METHODS: An incision and suture was performed on the thoracic skin of 130 male mice: Group 1 (n = 10) resistance of the integer skin; Group 2 (n = 30) submitted only to skin incision and suture; Group 3 (n = 30) skin incision and suture followed by administration of saline fluid; Group 4 (n = 30) skin incision and suture followed by administration of local hydrocortisone; Group 5 (n = 30) skin incision and suture followed by administration of systemic hydrocortisone. The resistance of the wound healing and the weight of the animals were studied on the seventh, 14th and 21st postoperative days. Histological examination was also performed.
RESULTS: The mice that received corticoid (groups 4 and 5) presented significant decreasing on their weight (p = 0.02). The Groups 3, 4 and 5 showed lower scar resistance than Group 2 on the seventh postoperative day (p < 0.05). On the 14th and 21st days, there was no difference on the skin would healing resistance (p > 0.05).
CONCLUSION: Administration of hydrocortisone in mice is responsible for weight decreasing and reduction of the skin wound healing resistance during the first postoperative week.
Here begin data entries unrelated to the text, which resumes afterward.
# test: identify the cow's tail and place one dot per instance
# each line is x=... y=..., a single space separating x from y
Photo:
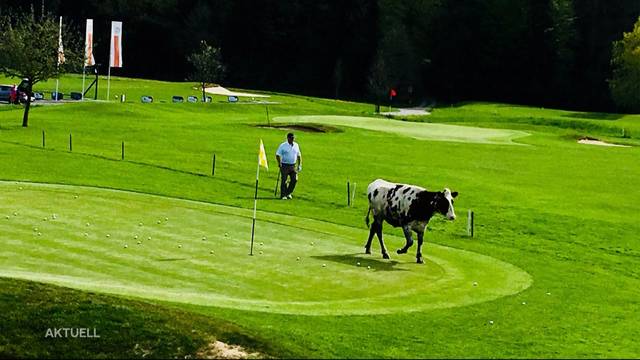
x=367 y=218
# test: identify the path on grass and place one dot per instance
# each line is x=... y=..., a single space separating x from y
x=416 y=130
x=184 y=251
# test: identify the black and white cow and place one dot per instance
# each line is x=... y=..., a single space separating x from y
x=407 y=206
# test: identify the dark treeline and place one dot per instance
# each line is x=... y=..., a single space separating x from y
x=541 y=52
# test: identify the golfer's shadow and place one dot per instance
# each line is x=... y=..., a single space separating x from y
x=354 y=259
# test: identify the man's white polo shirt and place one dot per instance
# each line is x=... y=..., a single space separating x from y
x=288 y=153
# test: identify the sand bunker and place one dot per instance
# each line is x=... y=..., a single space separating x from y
x=219 y=90
x=591 y=141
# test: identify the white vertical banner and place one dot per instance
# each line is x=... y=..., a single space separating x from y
x=60 y=58
x=116 y=44
x=89 y=60
x=115 y=57
x=88 y=45
x=60 y=48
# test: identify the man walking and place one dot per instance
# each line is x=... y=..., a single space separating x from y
x=288 y=156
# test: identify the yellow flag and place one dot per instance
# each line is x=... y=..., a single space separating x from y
x=262 y=157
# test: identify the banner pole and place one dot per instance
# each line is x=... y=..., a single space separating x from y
x=84 y=74
x=108 y=82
Key words: Hydrocortisone/administration & dosage. Adrenal Cortex Hormones/administration and dosage. Wound Healing/drug effects. Models, Biological. Mice.
OBJETIVO: Comparar a resistência cicatricial cutânea de camundongos submetidos a administração de hidrocortisona por diferentes vias e em distintos períodos pós-operatórios.
MÉTODOS: Foram estudados 130 camundongos machos submetidos à incisão e sutura de pele da região dorsal do tórax: Grupo 1 (n = 10) resistência da pele íntegra; Grupo 2 (n = 30) incisão da pele e sutura, sem administração de corticóide; Grupo 3 (n = 30) incisão da pele e sutura, seguidas de injeção local de solução salina; Grupo 4 (n = 30) incisão da pele e sutura, seguidas de injeção local de hidrocortisona e Grupo 5 (n = 30) incisão da pele e sutura, seguidas de injeção intraperitoneal de hidrocortisona. Foram avaliadas a resistência cicatricial da pele e a variação ponderal no sétimo, 14º e 21º dias pós-operatórios, bem como sua histologia.
RESULTADOS: Os camundongos que receberam hidrocortisona tiveram decréscimo ponderal (p = 0,02). Quanto à resistência cicatricial da pele, os Grupos 3, 4 e 5 apresentaram valor inferior ao Grupo 2, no sétimo dia pós-operatório (p = 0,031). No 14º e 21º dias, não houve diferença entre as tensões cicatriciais.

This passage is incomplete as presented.